15. The product authentication method comprises the following steps:

(a) applying or introducing into/into a product an identification substance blend comprising a paramagnetic phase, or identifying a product comprising an identification substance blend comprising a paramagnetic phase, said identification substance blend having an ESR fingerprint allowing unambiguous identification of said product,

(b) recording the ESR fingerprint of the product,

(c) generating and storing a digital representation of the ESR fingerprint,

(e) verifying the product to be authenticated by comparing the digital representation of the measured ESR spectrum of the product to be authenticated with a digital representation of a stored ESR fingerprint spectrum.

16. The method of claim 15, wherein the digital representation of an ESR fingerprint comprises a hash value derived from the ESR fingerprint.

17. The method of claim 15 or 16, wherein the digital representation of the ESR fingerprint spectrum assigned to a product is stored in a blockchain network in an anti-counterfeiting and anti-manipulation manner.

18. The method of claim 17, wherein for each stored digital representation of the ESR fingerprint, a distinct non-replaceable token is generated across the blockchain network.

19. The method according to any of claims 15 to 18, wherein the verification of the authenticity of the plurality of measured ESR spectra is performed in a common detection step.

20. The method according to any of claims 15-19, wherein method step (d) is performed with a mobile terminal device, preferably a smartphone, on which a computer program is executed for measuring the ESR map of the product using circuit components of the mobile terminal device.

21. The method of claim 20, wherein the ESR pattern of the product is measured using an additional permanent magnet or antenna or external switchable circuit component suitable for the purpose.

22. Method for verifying the authenticity of a product having an identification substance blend comprising a paramagnetic phase and having an ESR fingerprint allowing the product to be unambiguously identified, having the following method steps:

-recording the ESR map of the product with a mobile terminal device, preferably a smartphone, executing on the mobile terminal device a computer program for measuring the ESR map of the product using circuit components of the mobile terminal device, and

-comparing the recorded ESR spectrum of the product with a stored ESR fingerprint spectrum.

23. The method of claim 22, wherein the ESR pattern of the product is measured using an additional permanent magnet.

24. Device for authenticating a product having an identification substance blend comprising a paramagnetic phase and having an ESR fingerprint allowing unambiguous identification of the product, wherein the device has:

a spectrometer unit arranged to measure an ESR spectrum,

-a communication unit arranged to access a database storing a digital representation of ESR fingerprint spectra, an

-a data processing unit arranged to create a digital representation of the measured ESR fingerprint of the product to be authenticated and to compare it with the digital representation of the ESR fingerprint spectrum stored in the database.

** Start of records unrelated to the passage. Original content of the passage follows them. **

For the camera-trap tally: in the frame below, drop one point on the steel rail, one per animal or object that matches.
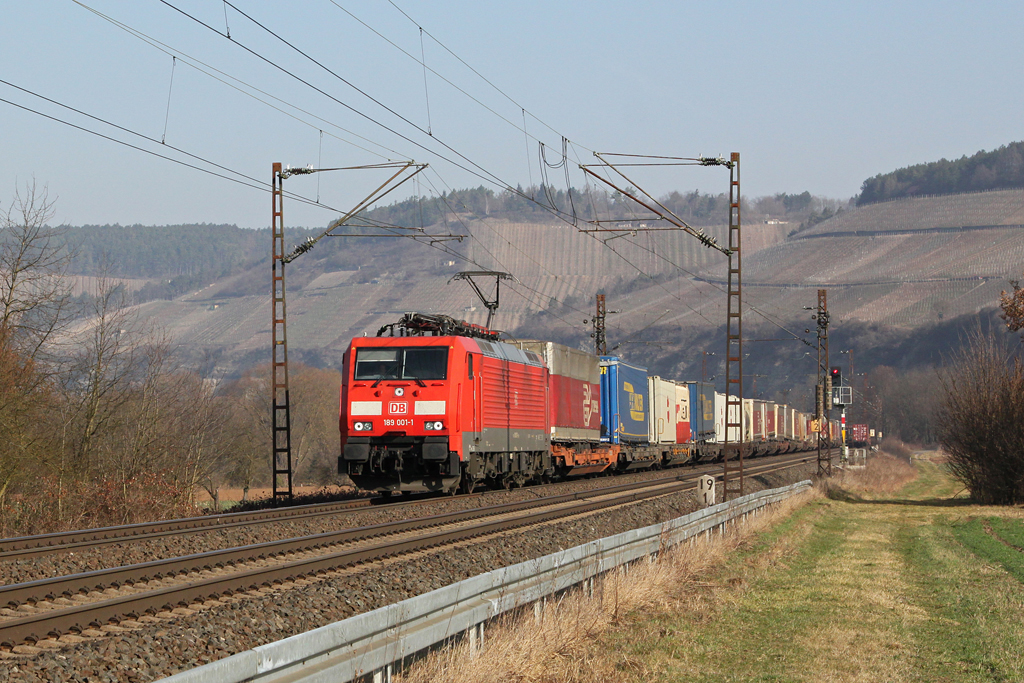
(48, 589)
(58, 621)
(46, 544)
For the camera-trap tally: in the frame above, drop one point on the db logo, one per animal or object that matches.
(590, 404)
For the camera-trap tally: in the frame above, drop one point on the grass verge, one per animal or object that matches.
(889, 578)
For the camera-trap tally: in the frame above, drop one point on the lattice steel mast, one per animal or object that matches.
(282, 463)
(733, 445)
(732, 450)
(823, 388)
(281, 406)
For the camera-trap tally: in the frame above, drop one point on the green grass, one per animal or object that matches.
(907, 589)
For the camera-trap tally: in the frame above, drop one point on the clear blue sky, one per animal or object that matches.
(814, 95)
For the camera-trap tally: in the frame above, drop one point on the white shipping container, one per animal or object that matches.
(735, 416)
(662, 417)
(772, 420)
(758, 421)
(719, 417)
(682, 413)
(748, 420)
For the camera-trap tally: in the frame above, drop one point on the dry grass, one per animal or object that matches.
(883, 475)
(563, 646)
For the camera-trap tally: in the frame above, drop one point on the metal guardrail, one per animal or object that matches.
(372, 642)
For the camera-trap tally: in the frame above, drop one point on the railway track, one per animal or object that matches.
(38, 546)
(50, 607)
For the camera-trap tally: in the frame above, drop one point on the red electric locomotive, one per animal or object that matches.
(441, 412)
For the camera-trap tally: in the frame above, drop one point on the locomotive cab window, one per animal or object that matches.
(417, 363)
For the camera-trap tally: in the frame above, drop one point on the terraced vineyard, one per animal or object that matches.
(898, 263)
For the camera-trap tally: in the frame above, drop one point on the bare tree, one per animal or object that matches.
(981, 421)
(34, 263)
(1012, 304)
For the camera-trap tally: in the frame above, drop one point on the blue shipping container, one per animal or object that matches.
(701, 411)
(624, 401)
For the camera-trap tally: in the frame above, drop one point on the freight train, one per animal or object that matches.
(436, 404)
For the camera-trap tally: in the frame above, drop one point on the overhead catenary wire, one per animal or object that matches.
(478, 74)
(220, 77)
(488, 176)
(167, 114)
(480, 172)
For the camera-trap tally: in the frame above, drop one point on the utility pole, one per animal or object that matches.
(732, 446)
(823, 402)
(600, 338)
(282, 465)
(732, 449)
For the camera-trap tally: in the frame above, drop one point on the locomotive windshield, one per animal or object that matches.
(414, 363)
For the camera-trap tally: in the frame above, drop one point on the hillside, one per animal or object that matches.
(900, 274)
(997, 169)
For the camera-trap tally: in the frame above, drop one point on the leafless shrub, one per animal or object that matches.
(982, 421)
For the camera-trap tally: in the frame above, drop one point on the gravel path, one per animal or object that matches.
(161, 647)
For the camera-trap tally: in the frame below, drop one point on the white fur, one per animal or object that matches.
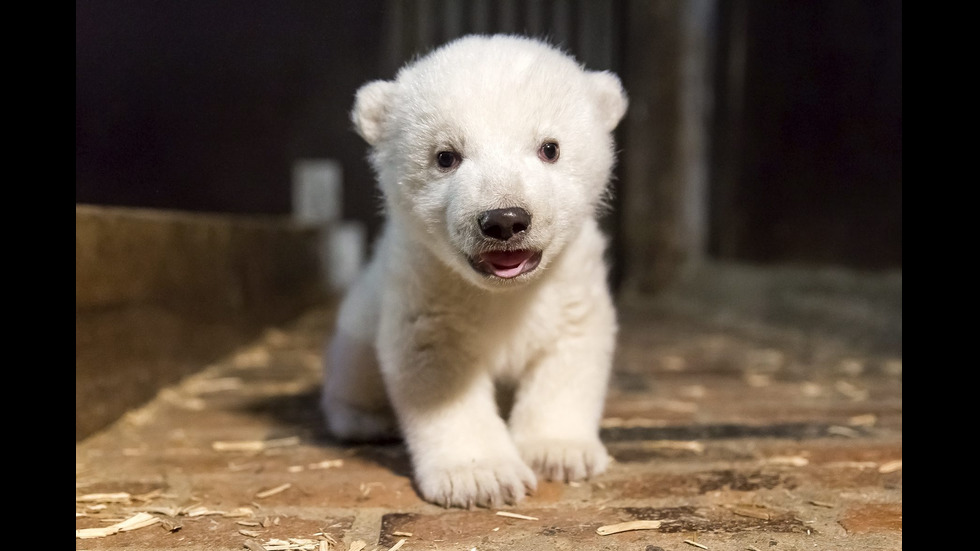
(423, 339)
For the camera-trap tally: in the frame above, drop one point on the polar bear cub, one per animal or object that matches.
(493, 155)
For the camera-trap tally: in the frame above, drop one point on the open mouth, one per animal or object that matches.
(506, 264)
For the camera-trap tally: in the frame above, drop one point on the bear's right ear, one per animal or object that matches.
(610, 96)
(370, 107)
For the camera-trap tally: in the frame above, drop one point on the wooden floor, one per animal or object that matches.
(749, 410)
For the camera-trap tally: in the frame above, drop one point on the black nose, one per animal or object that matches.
(503, 224)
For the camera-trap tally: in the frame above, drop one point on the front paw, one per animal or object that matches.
(483, 483)
(565, 460)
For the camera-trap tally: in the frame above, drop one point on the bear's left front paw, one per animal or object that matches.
(565, 460)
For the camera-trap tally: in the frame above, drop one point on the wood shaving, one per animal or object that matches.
(293, 544)
(273, 491)
(139, 520)
(254, 445)
(515, 515)
(627, 526)
(866, 420)
(686, 445)
(789, 460)
(752, 513)
(632, 422)
(890, 466)
(117, 497)
(326, 464)
(840, 430)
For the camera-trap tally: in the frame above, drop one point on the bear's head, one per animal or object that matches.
(492, 151)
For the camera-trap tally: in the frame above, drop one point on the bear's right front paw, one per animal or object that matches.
(489, 483)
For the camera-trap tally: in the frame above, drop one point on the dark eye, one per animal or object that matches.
(448, 159)
(548, 152)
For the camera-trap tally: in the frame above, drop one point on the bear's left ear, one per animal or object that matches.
(610, 97)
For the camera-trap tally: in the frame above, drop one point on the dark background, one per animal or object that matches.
(204, 106)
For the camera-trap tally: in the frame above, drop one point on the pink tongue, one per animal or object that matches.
(506, 264)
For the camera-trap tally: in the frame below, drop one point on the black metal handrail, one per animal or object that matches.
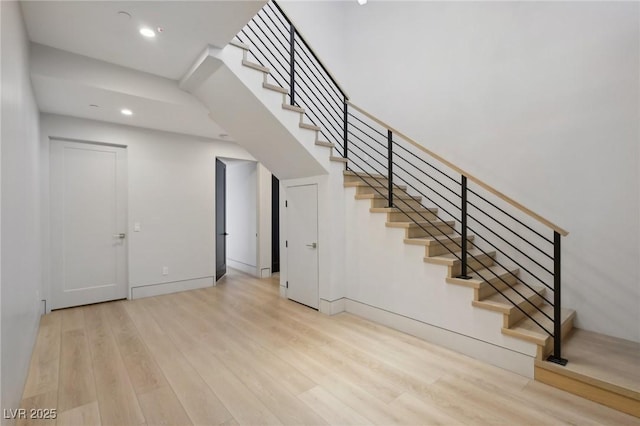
(377, 152)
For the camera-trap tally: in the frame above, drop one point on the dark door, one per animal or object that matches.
(221, 219)
(275, 224)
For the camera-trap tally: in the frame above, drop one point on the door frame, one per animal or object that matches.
(287, 237)
(48, 284)
(218, 164)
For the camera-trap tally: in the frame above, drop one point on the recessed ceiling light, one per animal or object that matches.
(147, 32)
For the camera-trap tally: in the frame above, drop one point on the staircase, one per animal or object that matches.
(513, 275)
(493, 287)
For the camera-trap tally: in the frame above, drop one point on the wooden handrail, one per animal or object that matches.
(462, 172)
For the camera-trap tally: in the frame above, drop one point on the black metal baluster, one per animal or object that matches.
(463, 256)
(292, 57)
(390, 167)
(556, 356)
(346, 130)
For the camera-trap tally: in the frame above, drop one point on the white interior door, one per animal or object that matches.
(302, 244)
(88, 223)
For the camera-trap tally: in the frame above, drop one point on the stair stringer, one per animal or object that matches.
(253, 115)
(389, 282)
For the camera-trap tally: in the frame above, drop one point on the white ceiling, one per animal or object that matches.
(128, 70)
(95, 29)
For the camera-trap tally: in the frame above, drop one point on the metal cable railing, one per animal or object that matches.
(511, 253)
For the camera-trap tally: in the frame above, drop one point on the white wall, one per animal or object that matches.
(242, 208)
(171, 194)
(539, 99)
(21, 263)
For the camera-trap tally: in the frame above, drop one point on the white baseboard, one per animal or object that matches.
(172, 287)
(332, 307)
(243, 267)
(265, 273)
(495, 355)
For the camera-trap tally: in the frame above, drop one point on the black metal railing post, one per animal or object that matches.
(390, 166)
(292, 61)
(463, 220)
(556, 356)
(346, 130)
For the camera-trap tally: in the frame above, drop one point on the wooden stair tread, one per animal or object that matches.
(309, 127)
(395, 197)
(363, 174)
(294, 108)
(275, 88)
(515, 293)
(255, 66)
(498, 301)
(604, 361)
(411, 224)
(440, 239)
(529, 330)
(488, 274)
(449, 259)
(326, 144)
(240, 45)
(373, 185)
(396, 210)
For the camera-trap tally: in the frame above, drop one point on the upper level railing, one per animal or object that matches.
(515, 250)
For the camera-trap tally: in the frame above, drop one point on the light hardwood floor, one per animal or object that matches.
(239, 354)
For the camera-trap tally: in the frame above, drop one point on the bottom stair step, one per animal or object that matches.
(530, 331)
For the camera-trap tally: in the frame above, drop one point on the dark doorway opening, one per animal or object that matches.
(221, 219)
(275, 224)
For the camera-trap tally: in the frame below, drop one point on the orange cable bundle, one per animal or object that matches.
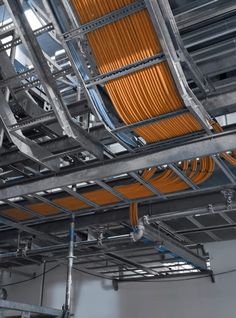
(133, 214)
(138, 96)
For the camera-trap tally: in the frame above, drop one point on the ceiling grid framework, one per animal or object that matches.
(68, 150)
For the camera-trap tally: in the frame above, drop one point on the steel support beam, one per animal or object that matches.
(42, 236)
(71, 128)
(175, 247)
(28, 147)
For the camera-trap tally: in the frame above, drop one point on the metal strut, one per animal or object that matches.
(67, 306)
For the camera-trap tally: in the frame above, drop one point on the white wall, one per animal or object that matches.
(93, 298)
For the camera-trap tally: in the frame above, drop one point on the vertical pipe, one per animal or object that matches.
(70, 265)
(42, 284)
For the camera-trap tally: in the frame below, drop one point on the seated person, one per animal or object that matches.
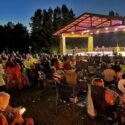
(121, 84)
(9, 115)
(103, 99)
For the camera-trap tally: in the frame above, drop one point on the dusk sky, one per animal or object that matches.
(22, 10)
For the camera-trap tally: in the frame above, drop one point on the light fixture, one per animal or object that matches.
(97, 31)
(106, 28)
(116, 29)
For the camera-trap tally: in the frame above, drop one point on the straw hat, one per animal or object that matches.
(4, 100)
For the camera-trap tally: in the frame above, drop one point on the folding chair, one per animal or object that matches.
(66, 90)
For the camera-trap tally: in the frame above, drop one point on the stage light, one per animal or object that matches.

25. Device according to claim 24, in the form of a mobile terminal device or a fixed terminal device, preferably in the form of a smartphone, on which a computer program for measuring the ESR map of the product using circuit components of the mobile terminal device is executable.

26. Use of a mobile terminal device, preferably a smartphone, for authenticating a product comprising an identification substance blend comprising a paramagnetic phase and having an ESR fingerprint, on which a computer program is executed for measuring the ESR spectrum of the product using circuit components of the mobile terminal device.

27. A computer program product executable on a terminal device, preferably a smartphone, which when executed on the terminal device uses circuit components of the terminal device to measure an ESR map of a sample comprising a paramagnetic phase.